Mais cette fois j'allai plus loin. L'amas de tant de circonstances fortuites, l'élévation de tous mes plus cruels ennemis, affectée, pour ainsi dire, par la fortune, tous ceux qui gouvernent l'État, tous ceux qui dirigent l'opinion publique, tous les gens en place, tous les hommes en crédit, triés comme sur le volet parmi ceux qui ont contre moi quelque animosité secrète, pour concourir au commun complot, cet accord universel est trop extraordinaire pour être purement fortuit. Un seul homme qui eût refusé d'en être complice, un seul événement qui lui eût été contraire, une seule circonstance imprévue qui lui eût fait obstacle, suffisoit pour le faire échouer. Mais toutes les volontés, toutes les fatalités, la fortune et toutes les révolutions, ont affermi l'œuvre des hommes; et un concours si frappant, qui tient du prodige, ne peut me laisser douter que son plein succès ne soit écrit dans les décrets éternels. Des foules d'observations particulières, soit dans le passé, soit dans le présent, me confirment tellement dans cette opinion que je ne puis m'empêcher de regarder désormais comme un de ces secrets du Ciel impénétrables à la raison humaine la même œuvre que je n'envisageois jusqu'ici que comme un fruit de la méchanceté des hommes.
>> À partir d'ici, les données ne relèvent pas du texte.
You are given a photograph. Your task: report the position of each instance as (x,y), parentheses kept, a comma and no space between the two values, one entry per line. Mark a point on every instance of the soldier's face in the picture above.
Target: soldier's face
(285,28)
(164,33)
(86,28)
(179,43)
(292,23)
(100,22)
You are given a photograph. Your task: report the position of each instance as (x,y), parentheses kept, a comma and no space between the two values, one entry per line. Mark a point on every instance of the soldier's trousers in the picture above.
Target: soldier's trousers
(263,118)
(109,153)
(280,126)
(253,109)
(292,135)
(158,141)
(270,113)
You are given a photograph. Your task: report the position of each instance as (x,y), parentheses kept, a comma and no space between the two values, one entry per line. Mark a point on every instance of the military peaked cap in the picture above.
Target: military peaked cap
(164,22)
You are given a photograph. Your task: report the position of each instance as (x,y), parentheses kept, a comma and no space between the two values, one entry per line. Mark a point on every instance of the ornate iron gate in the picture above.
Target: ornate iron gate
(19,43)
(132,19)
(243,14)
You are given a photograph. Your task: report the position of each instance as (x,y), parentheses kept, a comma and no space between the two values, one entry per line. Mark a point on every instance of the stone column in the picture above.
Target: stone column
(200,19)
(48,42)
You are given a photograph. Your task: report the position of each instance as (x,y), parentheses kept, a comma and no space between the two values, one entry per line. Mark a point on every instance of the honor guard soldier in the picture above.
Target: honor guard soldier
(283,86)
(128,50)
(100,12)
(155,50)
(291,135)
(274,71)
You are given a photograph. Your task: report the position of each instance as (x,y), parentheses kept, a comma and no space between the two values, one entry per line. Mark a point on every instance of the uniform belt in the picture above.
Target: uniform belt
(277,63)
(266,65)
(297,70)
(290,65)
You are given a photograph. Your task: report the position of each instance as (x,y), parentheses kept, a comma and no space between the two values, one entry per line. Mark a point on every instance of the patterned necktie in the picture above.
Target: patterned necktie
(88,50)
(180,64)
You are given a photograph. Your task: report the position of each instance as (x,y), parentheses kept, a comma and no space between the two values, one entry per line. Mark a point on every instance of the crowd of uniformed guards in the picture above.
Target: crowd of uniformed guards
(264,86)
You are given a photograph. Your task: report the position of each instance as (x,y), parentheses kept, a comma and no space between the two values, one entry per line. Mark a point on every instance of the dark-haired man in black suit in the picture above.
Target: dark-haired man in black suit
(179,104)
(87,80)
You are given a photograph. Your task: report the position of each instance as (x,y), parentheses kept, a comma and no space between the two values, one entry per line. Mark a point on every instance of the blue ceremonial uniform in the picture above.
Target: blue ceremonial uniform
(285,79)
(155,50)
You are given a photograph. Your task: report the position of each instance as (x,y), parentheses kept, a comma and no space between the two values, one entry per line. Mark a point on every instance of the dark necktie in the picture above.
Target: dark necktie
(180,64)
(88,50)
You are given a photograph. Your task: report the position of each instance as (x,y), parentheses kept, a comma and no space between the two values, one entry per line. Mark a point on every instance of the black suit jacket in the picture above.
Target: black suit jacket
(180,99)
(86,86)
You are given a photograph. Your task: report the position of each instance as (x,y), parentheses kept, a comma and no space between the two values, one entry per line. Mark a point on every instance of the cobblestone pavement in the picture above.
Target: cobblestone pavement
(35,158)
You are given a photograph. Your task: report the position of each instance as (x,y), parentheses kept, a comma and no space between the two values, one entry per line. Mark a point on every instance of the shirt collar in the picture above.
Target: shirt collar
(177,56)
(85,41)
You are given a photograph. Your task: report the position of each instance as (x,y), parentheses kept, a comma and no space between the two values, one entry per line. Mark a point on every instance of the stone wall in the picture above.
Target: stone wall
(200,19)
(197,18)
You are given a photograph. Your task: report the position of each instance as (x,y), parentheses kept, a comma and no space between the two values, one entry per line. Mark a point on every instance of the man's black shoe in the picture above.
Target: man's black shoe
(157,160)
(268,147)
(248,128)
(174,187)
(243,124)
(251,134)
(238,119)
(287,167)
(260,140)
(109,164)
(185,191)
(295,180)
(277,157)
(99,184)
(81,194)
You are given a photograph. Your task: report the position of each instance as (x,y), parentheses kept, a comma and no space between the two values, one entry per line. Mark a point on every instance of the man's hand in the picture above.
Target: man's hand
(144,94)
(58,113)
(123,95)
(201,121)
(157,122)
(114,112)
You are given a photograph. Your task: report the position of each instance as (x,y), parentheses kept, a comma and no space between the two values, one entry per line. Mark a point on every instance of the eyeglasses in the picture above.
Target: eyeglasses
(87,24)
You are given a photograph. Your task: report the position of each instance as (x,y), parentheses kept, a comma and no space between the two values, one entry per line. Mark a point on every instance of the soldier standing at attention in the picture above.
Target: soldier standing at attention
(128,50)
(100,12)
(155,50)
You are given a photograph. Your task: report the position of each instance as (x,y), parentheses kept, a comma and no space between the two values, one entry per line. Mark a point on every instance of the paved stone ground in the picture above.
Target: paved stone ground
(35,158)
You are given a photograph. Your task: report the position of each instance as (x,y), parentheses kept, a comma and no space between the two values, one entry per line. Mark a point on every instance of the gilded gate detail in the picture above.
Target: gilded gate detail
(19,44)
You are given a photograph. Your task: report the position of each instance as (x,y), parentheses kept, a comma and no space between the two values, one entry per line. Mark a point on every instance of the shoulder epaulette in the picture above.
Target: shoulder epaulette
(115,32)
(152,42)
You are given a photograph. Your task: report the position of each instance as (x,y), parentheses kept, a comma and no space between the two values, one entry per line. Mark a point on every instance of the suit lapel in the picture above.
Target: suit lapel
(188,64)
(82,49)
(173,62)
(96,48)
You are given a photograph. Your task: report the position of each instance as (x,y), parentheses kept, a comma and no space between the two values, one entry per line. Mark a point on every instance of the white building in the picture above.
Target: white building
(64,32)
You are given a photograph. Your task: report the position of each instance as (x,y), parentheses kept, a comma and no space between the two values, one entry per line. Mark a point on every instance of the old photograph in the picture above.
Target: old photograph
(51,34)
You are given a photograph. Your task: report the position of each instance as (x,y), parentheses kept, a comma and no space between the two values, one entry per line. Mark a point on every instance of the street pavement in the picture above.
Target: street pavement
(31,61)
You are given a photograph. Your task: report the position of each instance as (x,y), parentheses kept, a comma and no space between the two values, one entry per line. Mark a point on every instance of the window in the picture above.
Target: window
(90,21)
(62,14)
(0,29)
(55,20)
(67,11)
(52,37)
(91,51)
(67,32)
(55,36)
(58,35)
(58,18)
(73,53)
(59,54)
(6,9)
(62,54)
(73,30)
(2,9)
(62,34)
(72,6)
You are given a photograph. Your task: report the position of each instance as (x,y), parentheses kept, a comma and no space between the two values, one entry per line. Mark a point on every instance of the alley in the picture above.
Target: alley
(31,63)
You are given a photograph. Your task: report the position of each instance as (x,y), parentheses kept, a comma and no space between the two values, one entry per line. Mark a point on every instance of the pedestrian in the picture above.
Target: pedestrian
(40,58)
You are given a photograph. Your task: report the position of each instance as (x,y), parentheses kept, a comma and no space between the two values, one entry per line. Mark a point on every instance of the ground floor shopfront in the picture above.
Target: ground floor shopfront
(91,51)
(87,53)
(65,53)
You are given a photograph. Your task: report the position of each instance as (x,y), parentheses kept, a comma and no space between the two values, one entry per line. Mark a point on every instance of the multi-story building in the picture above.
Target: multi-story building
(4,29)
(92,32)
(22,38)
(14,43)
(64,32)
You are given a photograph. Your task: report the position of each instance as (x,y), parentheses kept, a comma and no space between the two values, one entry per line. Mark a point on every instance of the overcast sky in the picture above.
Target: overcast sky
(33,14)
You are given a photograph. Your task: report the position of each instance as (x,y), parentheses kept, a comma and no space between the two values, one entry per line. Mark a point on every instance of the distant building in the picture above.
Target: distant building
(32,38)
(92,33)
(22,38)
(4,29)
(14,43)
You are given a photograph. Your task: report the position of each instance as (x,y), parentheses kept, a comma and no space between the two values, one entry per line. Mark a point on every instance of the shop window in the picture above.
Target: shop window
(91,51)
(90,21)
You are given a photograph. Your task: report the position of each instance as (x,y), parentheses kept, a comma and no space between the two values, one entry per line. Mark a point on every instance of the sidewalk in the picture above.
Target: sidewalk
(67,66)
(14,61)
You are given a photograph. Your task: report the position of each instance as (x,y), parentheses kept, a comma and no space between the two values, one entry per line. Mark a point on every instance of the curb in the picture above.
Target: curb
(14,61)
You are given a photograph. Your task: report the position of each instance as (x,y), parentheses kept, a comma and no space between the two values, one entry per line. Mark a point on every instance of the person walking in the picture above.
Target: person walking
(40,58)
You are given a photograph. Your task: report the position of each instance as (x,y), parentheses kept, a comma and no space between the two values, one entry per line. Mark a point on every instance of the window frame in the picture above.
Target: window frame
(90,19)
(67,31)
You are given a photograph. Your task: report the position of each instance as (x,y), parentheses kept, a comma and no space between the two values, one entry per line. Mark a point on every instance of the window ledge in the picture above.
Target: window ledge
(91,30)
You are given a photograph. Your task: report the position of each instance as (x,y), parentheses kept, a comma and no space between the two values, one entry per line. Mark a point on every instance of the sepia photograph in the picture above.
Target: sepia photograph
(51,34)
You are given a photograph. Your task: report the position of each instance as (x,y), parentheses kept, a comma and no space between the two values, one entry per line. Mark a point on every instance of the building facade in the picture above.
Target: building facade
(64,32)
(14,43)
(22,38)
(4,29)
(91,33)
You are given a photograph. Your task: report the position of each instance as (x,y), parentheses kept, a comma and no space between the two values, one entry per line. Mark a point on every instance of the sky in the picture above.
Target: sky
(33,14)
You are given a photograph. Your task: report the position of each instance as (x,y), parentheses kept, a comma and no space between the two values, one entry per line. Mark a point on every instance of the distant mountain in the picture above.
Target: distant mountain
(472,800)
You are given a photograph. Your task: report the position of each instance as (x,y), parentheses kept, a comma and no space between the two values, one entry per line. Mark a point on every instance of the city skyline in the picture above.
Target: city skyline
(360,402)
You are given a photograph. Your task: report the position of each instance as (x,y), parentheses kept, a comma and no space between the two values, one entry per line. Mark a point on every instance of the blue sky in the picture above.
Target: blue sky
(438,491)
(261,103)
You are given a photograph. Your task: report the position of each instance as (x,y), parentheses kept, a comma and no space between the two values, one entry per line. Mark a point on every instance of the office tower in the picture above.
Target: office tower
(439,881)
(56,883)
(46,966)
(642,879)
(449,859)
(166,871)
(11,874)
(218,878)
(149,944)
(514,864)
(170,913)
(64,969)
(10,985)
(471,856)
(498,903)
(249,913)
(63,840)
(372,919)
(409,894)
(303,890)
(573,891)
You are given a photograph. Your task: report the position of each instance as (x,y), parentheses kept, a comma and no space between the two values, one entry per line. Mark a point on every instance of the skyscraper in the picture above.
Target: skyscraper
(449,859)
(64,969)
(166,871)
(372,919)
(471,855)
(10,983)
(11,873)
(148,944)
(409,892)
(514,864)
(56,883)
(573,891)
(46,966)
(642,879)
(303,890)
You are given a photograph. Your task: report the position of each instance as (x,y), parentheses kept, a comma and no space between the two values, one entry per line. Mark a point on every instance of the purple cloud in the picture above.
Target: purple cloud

Cette idée, loin de m'être cruelle et déchirante, me console, me tranquillise, et m'aide à me résigner. Je ne vais pas si loin que saint Augustin, qui se fût consolé d'être damné si telle eût été la volonté de Dieu: ma résignation vient d'une source moins désintéressée, il est vrai, mais non moins pure, et plus digne à mon gré de l'Être parfait que j'adore.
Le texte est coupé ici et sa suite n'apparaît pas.